La rupture est consommée. Ce mercredi matin, plus d'une trentaine de députés élus sous les étiquettes LR ou UDI doivent se retrouver à l'Assemblée pour proclamer la constitution d'un nouveau groupe parlementaire. A côté de la majorité LREM, ce groupe a l'ambition de fédérer une sensibilité de centre droit soucieuse de contribuer à «la réussite du quinquennat» tout en restant fidèle aux «valeurs» de leurs familles politiques. Soutiens «vigilants» d'Emmanuel Macron, ces «constructifs» ont été encouragés dans leur démarche par le Premier ministre, Edouard Philippe.
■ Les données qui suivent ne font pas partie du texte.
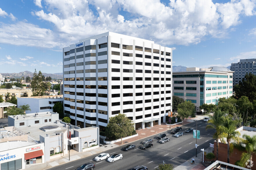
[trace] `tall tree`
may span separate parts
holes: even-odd
[[[256,99],[256,76],[250,72],[246,74],[242,81],[234,86],[233,89],[239,98],[244,96],[248,97],[251,102]]]
[[[184,102],[183,99],[176,96],[173,96],[173,111],[175,114],[178,110],[178,105]]]
[[[206,130],[209,129],[215,129],[216,130],[216,132],[213,134],[213,137],[216,140],[216,143],[217,143],[216,157],[217,160],[218,154],[219,153],[219,141],[221,138],[221,132],[219,128],[219,127],[220,126],[223,125],[225,115],[224,112],[221,112],[220,109],[218,109],[213,113],[212,116],[211,115],[209,116],[211,119],[208,121],[208,123],[210,123],[210,124],[207,125],[205,128]]]
[[[63,104],[60,102],[57,102],[54,104],[52,107],[53,111],[59,113],[59,119],[62,119],[64,117],[63,113]]]
[[[111,117],[105,131],[106,136],[110,138],[121,138],[123,143],[123,138],[131,135],[134,131],[134,123],[128,119],[125,114],[120,114]]]
[[[18,114],[26,115],[23,110],[21,109],[16,108],[14,106],[6,108],[4,110],[5,111],[6,111],[6,114],[7,116],[17,115]]]
[[[33,80],[31,82],[31,88],[32,88],[33,96],[41,96],[43,95],[45,88],[43,86],[43,75],[41,71],[39,71],[37,74],[37,71],[35,69],[35,72],[33,74]]]
[[[26,114],[26,111],[27,110],[31,111],[31,109],[30,109],[30,106],[28,104],[22,105],[19,107],[21,109],[24,111],[24,113],[25,114]]]
[[[185,101],[178,105],[178,113],[182,120],[190,116],[194,117],[195,112],[195,105],[190,100]]]
[[[228,147],[228,162],[229,163],[229,155],[230,150],[232,151],[233,148],[233,145],[230,142],[231,140],[237,143],[239,143],[240,138],[239,135],[240,132],[236,131],[237,125],[238,121],[237,120],[233,120],[232,116],[230,115],[224,117],[223,119],[223,125],[220,126],[219,128],[222,132],[221,134],[221,140],[224,141],[224,138],[226,139]]]
[[[253,163],[253,156],[256,155],[256,135],[251,137],[245,134],[243,135],[243,138],[244,140],[242,140],[242,142],[239,144],[237,147],[239,150],[244,150],[246,152],[242,154],[238,165],[242,167],[245,167],[247,165],[247,167],[249,167],[251,169],[252,164]],[[250,160],[248,161],[248,160]]]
Les principaux artisans de cette construction, Thierry Solère et Franck Riester, sont de très proches de l'ancien député-maire LR du Havre. Le sarkozyste Guillaume Larrivé, fidèle à la ligne de franche opposition portée par le président sortant du groupe LR, Christian Jacob, ne s'émeut guère de cette scission qu'il jugeait inévitable : «Il y aura un groupe philippiste à l'Assemblée nationale. Edouard Philippe en aura besoin pour exister.» Le 4 juillet, la plupart de ces «constructifs» devraient voter la confiance au gouvernement. Si certains pourraient s'abstenir, aucun ne devrait choisir de censurer le Premier ministre.
Boîtes saturées
A l’inverse, les 80 députés restés fidèles à LR devraient, eux, dire non à la confiance, démontrant ainsi qu’ils sont bien dans l’opposition. En attendant, ils seront invités ce mercredi à réélire Christian Jacob pour un troisième mandat de président de groupe. La droite «canal historique» n’entend manifestement pas céder à la mode du renouvellement…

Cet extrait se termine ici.